Por Abel Villalba González
Trabajadores, estudiantes, urbanistas y hasta algunos políticos coinciden en que este sistema de transporte público debe renovarse porque la mala gestión gubernamental está causando daños financieros y sociales extraordinarios para el individuo que utiliza este servicio y peor aún para el que no lo usa.
En su libro Burocracia, Ludwig von Mises anticipa los problemas potenciales de las empresas públicas en la economía de mercado. Escribe:
El deber de la empresa pública es prestar servicios útiles a la comunidad. Pero ¿cómo se definen los servicios útiles y quién decide cuáles son? Los planificadores centrales, los funcionarios y los políticos, con su infinita sabiduría, deciden qué es un servicio útil. Esto es imposible y solamente logra esta realidad que conocemos, una tremenda crisis.
Los defensores de las infraestructuras públicas argumentan que con más dinero (subsidios) se puede mejorar el servicio de transporte público para que sea más fácil de usar y para reducir significativamente las emisiones de gases de efecto invernadero, cuando la gente deje de usar sus autos. Pero obviamente, esto sólo será posible si se inyecta dinero público en el sistema.

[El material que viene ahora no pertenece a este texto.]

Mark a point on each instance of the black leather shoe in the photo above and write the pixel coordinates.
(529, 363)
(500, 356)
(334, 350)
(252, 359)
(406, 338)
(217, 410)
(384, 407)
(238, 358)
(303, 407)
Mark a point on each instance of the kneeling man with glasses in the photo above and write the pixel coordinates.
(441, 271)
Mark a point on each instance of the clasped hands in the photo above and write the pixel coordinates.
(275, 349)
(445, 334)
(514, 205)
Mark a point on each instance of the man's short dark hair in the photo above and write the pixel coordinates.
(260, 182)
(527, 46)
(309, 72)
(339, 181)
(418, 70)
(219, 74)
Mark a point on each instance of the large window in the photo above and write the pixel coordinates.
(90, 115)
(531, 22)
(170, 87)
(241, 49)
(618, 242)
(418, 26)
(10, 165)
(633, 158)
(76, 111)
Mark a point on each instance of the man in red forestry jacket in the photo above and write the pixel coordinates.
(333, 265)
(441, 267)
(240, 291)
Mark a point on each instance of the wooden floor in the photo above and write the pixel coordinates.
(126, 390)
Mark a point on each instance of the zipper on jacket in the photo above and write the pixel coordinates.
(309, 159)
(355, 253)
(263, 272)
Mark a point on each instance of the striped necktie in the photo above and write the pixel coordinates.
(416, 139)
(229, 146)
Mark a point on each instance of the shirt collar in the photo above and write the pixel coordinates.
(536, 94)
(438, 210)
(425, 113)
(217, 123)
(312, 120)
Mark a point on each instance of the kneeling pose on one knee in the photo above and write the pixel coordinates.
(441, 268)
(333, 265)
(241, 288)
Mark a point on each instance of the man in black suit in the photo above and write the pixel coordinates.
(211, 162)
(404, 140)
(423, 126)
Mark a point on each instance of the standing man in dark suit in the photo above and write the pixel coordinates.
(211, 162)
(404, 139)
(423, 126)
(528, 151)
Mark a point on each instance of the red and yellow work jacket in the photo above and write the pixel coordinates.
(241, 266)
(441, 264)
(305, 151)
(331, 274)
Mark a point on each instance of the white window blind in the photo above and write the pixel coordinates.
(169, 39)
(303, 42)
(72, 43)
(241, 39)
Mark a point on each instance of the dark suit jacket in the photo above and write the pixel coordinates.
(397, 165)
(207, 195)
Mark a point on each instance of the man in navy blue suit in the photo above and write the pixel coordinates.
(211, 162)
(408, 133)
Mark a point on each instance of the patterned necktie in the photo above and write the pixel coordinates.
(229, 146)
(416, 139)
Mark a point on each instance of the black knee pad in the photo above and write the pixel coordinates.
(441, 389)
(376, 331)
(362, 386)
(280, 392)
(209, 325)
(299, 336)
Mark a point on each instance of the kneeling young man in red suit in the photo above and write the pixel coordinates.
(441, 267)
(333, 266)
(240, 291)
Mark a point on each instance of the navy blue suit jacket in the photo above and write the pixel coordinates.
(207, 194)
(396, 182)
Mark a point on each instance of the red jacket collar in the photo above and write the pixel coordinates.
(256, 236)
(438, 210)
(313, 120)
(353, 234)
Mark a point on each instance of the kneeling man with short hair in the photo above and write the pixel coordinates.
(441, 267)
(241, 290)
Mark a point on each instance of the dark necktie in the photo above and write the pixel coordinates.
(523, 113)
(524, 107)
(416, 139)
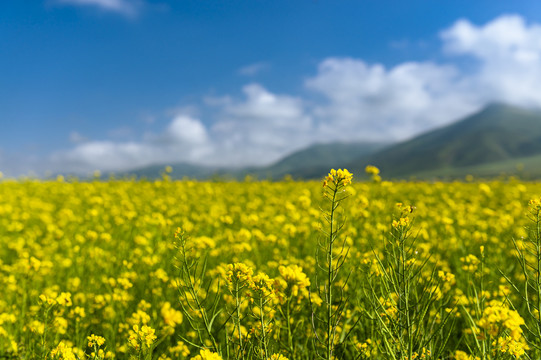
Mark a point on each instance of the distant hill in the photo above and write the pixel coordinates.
(308, 163)
(315, 161)
(498, 138)
(180, 170)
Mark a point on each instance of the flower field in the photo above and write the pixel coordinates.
(166, 269)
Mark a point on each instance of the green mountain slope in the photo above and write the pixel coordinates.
(315, 161)
(312, 162)
(499, 133)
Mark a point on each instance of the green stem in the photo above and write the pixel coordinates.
(330, 276)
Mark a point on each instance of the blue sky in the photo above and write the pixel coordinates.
(116, 84)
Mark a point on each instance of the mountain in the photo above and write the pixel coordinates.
(180, 170)
(498, 135)
(309, 163)
(315, 161)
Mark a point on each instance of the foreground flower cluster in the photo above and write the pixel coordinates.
(261, 270)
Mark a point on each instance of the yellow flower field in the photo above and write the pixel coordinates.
(270, 270)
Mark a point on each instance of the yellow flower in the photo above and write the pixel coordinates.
(142, 337)
(338, 178)
(206, 354)
(95, 340)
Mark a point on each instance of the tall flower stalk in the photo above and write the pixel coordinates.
(330, 257)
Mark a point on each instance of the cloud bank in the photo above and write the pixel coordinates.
(345, 99)
(123, 7)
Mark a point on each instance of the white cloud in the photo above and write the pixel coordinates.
(184, 140)
(371, 102)
(125, 7)
(184, 129)
(253, 69)
(261, 127)
(508, 56)
(345, 99)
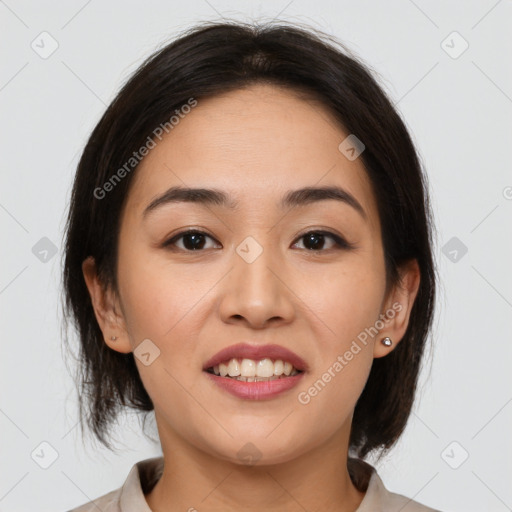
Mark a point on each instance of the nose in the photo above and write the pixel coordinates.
(257, 293)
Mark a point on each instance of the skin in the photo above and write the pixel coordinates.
(255, 144)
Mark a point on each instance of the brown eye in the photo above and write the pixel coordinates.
(193, 240)
(315, 241)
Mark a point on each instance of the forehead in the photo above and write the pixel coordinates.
(256, 144)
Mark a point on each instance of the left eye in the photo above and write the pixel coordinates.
(316, 240)
(194, 240)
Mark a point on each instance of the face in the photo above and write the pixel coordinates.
(308, 276)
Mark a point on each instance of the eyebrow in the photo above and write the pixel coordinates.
(215, 197)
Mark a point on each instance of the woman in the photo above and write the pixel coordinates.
(248, 254)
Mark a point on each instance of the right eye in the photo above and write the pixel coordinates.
(193, 240)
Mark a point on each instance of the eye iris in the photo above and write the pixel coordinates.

La solución está muy clara, las infraestructuras públicas deben privatizarse. Walter Block proporciona una gran introducción al tema de la privatización de carreteras, una cuestión no menor cuando abordamos el factor tiempo, que se vuelve determinante para atender la demanda de los usuarios.
Pero para aterrizar la idea, proponemos una alternativa no tan saludable pero bastante práctica. Las concesiones de itinerarios deben pasar directamente a los municipios, las juntas municipales, como lo están haciendo, deben ser quienes otorguen los permisos, y mediante el asociativismo municipal que se celebra también por otros temas, atender el servicio brindado por los empresarios.
Aun así, el transporte colectivo sigue siendo sinónimo de transporte público, restringiendo los incentivos a la innovación que supone la libre competencia y la posibilidad de quiebra, inexistente cuando cualquier ineficiencia se puede cubrir con más impuestos y más subvenciones. Cuando el servicio es malo, cuando la ruta no existe, cuando los vehículos contaminan, cuando el precio se considera alto o la información sobre las rutas es inexistente, le toca al ciudadano reclamar ante el poder público, siempre con pocas posibilidades de éxito, sin posibilidad de cambiar de proveedor o emprender algo mejor.
Debemos defender la libre celebración de contratos entre particulares, que sean los oferentes y demandantes en competencia los que acuerden qué precios se pagan o no, y repudiar a toda autoridad que coarte dicha libertad. Es el consumidor el que debe decidir qué empresa gana o pierde, ¡no los gobernantes!